A stock photo of a neighborhood park.
(Photo by 7maru/iStock)

While studies have shown that access to green space such as parks and gardens has positive effects on the people who have access to them, introducing green space into low-income communities could contribute to displacing the very people it is intended to is that they benefit from it.

Michelle Stuhlmacher, assistant professor of geography, recently published two studies that provide new insight into green gentrification. Each article examines the impact of green spaces on gentrification and how city planners can limit the risk of gentrification when introducing green areas into neighborhoods.
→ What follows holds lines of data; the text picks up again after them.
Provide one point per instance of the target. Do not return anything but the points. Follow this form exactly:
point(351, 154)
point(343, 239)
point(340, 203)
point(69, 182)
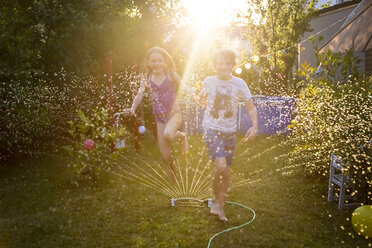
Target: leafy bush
point(335, 118)
point(91, 160)
point(37, 107)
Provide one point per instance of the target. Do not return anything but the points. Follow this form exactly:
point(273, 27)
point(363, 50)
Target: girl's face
point(224, 68)
point(157, 62)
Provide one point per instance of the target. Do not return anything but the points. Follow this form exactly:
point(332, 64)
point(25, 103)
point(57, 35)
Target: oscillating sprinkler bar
point(190, 202)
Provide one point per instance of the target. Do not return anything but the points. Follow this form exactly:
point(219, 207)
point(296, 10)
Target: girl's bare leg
point(165, 149)
point(215, 208)
point(171, 132)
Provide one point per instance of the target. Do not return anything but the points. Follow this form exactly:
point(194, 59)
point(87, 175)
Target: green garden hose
point(235, 227)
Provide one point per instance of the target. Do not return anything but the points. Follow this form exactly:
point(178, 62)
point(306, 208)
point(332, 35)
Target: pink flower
point(89, 144)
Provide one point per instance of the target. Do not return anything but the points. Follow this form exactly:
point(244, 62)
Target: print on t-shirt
point(222, 101)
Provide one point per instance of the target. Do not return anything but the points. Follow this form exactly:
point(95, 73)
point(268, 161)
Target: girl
point(163, 82)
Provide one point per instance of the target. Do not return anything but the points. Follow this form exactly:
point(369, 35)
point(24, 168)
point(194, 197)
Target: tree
point(77, 35)
point(275, 38)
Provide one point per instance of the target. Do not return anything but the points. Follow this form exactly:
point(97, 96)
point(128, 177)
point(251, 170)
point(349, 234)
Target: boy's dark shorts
point(220, 144)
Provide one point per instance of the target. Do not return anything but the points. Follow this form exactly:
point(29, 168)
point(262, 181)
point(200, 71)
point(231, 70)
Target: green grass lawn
point(44, 205)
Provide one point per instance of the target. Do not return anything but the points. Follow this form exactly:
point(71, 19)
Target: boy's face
point(157, 62)
point(224, 68)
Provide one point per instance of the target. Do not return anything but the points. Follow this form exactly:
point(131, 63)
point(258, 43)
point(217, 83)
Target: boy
point(221, 95)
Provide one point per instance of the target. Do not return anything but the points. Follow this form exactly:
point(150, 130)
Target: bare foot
point(215, 208)
point(185, 144)
point(222, 216)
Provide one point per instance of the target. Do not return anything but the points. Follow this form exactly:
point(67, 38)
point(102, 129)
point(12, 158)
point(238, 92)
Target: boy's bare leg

“Green gentrification is the idea that new green investments can increase the desirability of a neighborhood in a way that attracts higher-income outsiders who move into the neighborhood,” Stuhlmacher says. “As a result, these investments increase property values ​​and potentially displace current residents who can no longer afford higher rental or property tax costs.”

Stuhlmacher’s first study examines the conditions under which a new park contributes to gentrification in Chicago. Researchers found that a new park only contributed to gentrification if it was located near an already gentrifying area that lacked both pre-existing green space and government-supported public housing. The research also showed that a new park in areas with sufficient greenery did not lead to gentrification.

The second study tests whether the construction of new parks tends to precede or follow gentrification by analyzing changes in the neighborhoods of Chicago and Los Angeles. By comparing home sales prices before and after the construction of neighborhood parks, researchers found that gentrification follows the opening of new parks more often in Los Angeles than in Chicago. However, it usually precedes the opening of new parks in both cities.

Taken together, this research suggests that the impact of a green space is largely determined by how it relates to other neighborhood conditions. By providing a more nuanced understanding of the relationship between green spaces and gentrification, these studies support informed urban planning decisions moving forward.

“The results of these two collaborations are encouraging for closing the green space gap,” says Stuhlmacher. “Research like this can add nuance to the pathways to greening with and without gentrification, giving city planners more tools to address the lack of green space. in disinvested neighborhoods without displacing existing residents.”

Stuhlmacher’s co-authors include Jieun Kim and Yushim Kim at Arizona State University, Alessandro Rigolon and Timothy Collins at the University of Utah, and Jon Christensen at the University of California, Los Angeles.

The articles are now published online in the “Journal of Urban Affairs” and “Landscape and Urban Planning.”

Jade Walker is a student assistant in media relations and communications at University Communications.